AI Model Gives Data Owners Control

Researchers at the Allen Institute for AI (Ai2) have developed a new large language model that allows control over how training data is used, even after the model is built. This model, called FlexOlmo, could be an alternative to the current artificial intelligence industry practice of collecting data from various sources without considering ownership and then owning the models.

Ali Farhadi, CEO of Ai2, states that extracting data from a model today is difficult, like trying to recover eggs from a finished cake. He explains that conventionally, data is either included or excluded, and once training occurs, control is lost, requiring another expensive round of training to remove it.

Ai2’s method involves dividing up training to allow data owners to maintain control. Those contributing data to a FlexOlmo model can copy a publicly shared model, the “anchor,” train a second model with their data, combine it with the anchor model, and contribute the result. This way, the data doesn't need to be handed over, and it can be extracted later. For instance, a magazine publisher could contribute text and later remove the sub-model if needed.

Sewon Min, a research scientist at Ai2, notes that the training is asynchronous, allowing data owners to work independently without coordination.

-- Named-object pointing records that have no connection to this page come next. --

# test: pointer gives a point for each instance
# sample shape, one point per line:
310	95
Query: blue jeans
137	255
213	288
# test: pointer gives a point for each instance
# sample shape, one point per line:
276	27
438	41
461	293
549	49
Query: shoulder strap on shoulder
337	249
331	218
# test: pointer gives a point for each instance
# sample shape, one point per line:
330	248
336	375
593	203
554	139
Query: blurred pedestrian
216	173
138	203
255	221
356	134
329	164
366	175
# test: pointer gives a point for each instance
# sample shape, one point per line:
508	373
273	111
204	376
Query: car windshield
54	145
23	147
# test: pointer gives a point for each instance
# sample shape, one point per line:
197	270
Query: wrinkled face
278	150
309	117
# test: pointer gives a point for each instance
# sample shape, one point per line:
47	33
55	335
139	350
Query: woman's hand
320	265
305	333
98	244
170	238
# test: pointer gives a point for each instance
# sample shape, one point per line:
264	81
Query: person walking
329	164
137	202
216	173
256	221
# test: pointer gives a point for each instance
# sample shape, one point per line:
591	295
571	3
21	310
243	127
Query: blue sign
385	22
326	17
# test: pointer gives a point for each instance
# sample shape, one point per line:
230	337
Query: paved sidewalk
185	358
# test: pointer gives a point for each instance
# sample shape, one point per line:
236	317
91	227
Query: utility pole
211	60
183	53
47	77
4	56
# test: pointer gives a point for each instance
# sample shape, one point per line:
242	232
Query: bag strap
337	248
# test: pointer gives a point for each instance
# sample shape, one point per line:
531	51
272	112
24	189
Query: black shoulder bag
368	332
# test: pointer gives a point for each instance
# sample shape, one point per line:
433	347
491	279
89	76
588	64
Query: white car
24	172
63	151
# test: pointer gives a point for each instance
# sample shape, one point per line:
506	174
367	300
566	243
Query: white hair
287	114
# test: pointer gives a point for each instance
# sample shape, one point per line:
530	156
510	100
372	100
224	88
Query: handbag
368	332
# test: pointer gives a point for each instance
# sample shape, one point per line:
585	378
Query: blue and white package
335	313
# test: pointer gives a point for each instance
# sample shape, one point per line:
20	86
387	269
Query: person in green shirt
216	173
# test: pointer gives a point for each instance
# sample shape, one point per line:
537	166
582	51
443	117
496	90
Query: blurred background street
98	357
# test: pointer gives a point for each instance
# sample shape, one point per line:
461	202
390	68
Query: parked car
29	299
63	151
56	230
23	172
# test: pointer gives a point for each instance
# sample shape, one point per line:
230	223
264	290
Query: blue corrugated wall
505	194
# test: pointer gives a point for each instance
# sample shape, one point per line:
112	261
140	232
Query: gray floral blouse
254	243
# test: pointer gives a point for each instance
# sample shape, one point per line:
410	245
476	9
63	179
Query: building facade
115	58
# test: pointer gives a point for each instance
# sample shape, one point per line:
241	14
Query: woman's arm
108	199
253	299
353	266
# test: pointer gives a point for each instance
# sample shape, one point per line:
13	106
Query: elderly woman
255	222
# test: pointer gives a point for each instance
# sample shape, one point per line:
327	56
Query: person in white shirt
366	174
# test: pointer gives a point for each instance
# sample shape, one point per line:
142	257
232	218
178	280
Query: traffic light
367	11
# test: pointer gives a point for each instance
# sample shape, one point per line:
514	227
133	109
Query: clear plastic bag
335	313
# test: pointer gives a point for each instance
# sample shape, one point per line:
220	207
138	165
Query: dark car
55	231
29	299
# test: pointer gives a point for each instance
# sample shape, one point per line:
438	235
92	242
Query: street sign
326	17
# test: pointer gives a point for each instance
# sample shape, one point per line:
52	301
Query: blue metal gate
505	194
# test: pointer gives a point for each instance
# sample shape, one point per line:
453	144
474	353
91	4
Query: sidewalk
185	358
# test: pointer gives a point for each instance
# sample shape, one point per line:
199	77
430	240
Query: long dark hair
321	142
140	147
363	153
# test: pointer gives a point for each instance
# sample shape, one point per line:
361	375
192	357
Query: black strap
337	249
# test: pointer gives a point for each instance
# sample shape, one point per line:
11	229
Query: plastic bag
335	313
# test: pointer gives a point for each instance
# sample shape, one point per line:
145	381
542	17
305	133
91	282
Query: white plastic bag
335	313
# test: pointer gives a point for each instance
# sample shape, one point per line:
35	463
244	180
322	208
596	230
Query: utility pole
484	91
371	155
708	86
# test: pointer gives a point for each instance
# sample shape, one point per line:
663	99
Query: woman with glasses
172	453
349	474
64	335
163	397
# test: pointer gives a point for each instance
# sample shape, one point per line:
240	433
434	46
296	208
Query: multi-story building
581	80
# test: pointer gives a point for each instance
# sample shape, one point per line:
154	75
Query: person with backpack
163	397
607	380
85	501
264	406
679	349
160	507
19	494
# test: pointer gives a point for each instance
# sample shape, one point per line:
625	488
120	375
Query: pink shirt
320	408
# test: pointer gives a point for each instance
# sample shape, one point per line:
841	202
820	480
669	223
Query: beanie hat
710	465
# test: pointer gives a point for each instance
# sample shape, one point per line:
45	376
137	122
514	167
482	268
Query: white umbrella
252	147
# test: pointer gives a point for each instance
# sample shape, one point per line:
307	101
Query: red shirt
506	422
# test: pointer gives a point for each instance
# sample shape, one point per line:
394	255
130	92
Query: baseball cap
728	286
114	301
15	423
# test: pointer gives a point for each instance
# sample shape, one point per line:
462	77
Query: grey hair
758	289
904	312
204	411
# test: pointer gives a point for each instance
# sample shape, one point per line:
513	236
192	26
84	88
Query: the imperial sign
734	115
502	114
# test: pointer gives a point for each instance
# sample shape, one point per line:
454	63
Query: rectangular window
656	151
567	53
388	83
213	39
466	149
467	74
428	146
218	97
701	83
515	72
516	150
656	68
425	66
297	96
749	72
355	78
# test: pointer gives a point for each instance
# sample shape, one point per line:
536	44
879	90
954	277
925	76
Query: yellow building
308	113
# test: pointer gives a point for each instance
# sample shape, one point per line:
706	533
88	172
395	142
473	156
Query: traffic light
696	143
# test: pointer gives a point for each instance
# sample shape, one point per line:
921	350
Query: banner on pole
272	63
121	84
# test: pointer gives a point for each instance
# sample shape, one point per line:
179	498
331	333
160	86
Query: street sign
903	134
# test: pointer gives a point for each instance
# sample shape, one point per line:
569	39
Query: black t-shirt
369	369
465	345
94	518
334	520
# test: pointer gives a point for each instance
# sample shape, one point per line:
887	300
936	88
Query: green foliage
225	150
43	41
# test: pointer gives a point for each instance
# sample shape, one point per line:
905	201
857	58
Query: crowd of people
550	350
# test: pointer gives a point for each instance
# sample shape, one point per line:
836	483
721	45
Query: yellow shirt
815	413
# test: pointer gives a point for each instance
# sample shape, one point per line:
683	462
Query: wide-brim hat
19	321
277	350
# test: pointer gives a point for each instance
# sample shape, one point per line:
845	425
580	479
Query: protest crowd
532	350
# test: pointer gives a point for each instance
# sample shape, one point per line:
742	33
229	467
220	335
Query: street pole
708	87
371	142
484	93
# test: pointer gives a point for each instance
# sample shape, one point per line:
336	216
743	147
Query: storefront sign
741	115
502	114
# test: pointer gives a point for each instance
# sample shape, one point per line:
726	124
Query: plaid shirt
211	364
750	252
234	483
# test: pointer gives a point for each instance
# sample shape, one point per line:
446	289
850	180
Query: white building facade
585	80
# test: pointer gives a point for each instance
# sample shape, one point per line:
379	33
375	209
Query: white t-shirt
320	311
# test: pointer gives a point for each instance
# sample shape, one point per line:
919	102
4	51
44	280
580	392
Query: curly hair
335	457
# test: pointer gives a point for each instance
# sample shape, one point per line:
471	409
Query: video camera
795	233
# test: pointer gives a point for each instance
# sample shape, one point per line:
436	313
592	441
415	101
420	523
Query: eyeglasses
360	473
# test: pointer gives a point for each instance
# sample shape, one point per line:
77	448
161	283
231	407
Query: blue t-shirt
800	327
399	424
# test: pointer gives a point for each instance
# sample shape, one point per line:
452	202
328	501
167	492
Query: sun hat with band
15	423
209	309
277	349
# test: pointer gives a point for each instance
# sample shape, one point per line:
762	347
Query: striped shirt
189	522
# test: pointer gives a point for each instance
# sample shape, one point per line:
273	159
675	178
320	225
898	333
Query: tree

The FlexOlmo model architecture uses a “mixture of experts,” combining several sub-models. Ai2’s innovation involves merging independently trained sub-models using a new scheme for representing values. FlexOlmo researchers created a dataset called Flexmix from sources like books and websites to test their approach. They built a model with 37 billion parameters and compared it to others, finding that it outperformed individual models and scored better than other merging approaches.

According to Farhadi, this offers a new way to train models, allowing users to opt out of the system without causing significant damage.

Percy Liang, an AI researcher at Stanford, believes the Ai2 approach is promising, offering more modular control over data without retraining. He also notes the importance of openness in the development process.

Farhadi and Min suggest that FlexOlmo could allow AI firms to access sensitive private data in a more controlled manner, as the data doesn't need to be disclosed. However, they caution that data reconstruction may be possible and that differential privacy might be needed to ensure data safety.

Ownership of data used to train AI models has become a significant legal issue. Min suggests that FlexOlmo could enable better shared models where data owners can co-develop without sacrificing data privacy or control.